Winter is (still) coming. The night is (still) dark and full of terrors. And we only have to wait until next year to find out what in seven hells all of that means!
- In case you missed it, they put Robb’s direwolf’s head on his body and parade him around. Oh, you didn’t miss that? Sorry, I just wanted to bring those painful memories back. Some of us had to find the strength to keep turning pages at that point in the book. You’ll live.
- The look on the faces of Balon (Patrick Malahide) and Yara (Gemma Whelan) when they open the box holding Theon’s severed penis is priceless. They are tied for best facial expression of the season with Tobias Menzies, whose Edmure was one fun background character to watch.
- Good for Gendry. Assuming he doesn’t get swallowed up by the sea. Perhaps Davos could have given him a horse, instead…
- In limited time and with absolutely no dialogue, Rose Leslie still kills it. She’s also a really good shot with those arrows.
- Any time we get to spend as flies on the wall for a Tyrion conversation with Cersei feels like borrowed time. Those two, Peter Dinklage and Lena Headey, have such wonderful chemistry. We almost connected with Cersei emotionally this time. Almost, but not quite.
SPOILER! Notes That I Have to Get Off My Chest Right Now
(Book Readers Only from here, as A Storm of Swords spoilers do apply starting… now.)
- As a book reader, it’s hard not to see that the show’s writers have missed a few big opportunities in this episode. The least of which is the very cool moment Sam has with the door beneath the Nightfort. Based on the way it’s described in the book, it’s a very cool magical element that wouldn’t have been out of place. It would also have been a far better way to show Sam’s ranger skills than having him recite half the oath in the comfort of Maester Aemon’s quarters.

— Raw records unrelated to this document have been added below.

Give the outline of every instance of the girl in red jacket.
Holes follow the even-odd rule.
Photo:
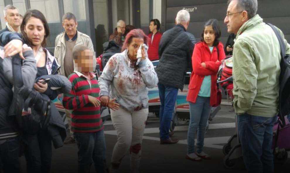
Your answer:
[[[192,58],[193,71],[186,99],[189,103],[190,119],[186,158],[195,161],[201,161],[201,158],[210,158],[203,148],[211,106],[216,103],[216,99],[217,74],[221,61],[225,57],[224,46],[219,41],[220,36],[217,20],[211,19],[207,22],[201,41],[195,44]],[[196,154],[195,138],[197,130]]]

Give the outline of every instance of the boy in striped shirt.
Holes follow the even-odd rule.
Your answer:
[[[96,172],[106,172],[106,145],[100,115],[100,88],[93,70],[96,61],[94,52],[86,46],[79,45],[73,49],[76,71],[68,77],[71,83],[69,94],[64,95],[62,104],[65,109],[72,110],[71,129],[76,139],[78,152],[78,172],[89,172],[93,161]],[[115,99],[108,107],[118,109]]]

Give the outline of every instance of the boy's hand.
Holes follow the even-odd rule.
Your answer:
[[[109,96],[106,95],[103,95],[101,96],[101,105],[102,106],[107,107],[109,103]]]
[[[108,104],[108,107],[113,111],[115,111],[119,109],[119,106],[120,106],[118,104],[115,102],[115,98],[110,100],[109,101],[109,103]]]
[[[90,95],[88,95],[88,97],[89,99],[89,102],[93,104],[95,107],[100,106],[100,102],[97,98]]]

- Missed opportunity #2: Coldhands. Fine, save him for season four. I don’t even care.
- Missed opportunity #3: It sure would have been nice for this episode to have finished with a check-in on Thoros, Beric Dondarrion and their little band of misfits. I arrogantly expected, as a book reader who just won’t give up the way I think things should be adapted, to see some sort of post-credits tag. But as my grandfather once said, you can wish in one hand and take a dump in the other and see which one fills up first.
- Seriously though, come on. The episode is called “Mhysa.” It means mother. Thematically, it’s so obvious.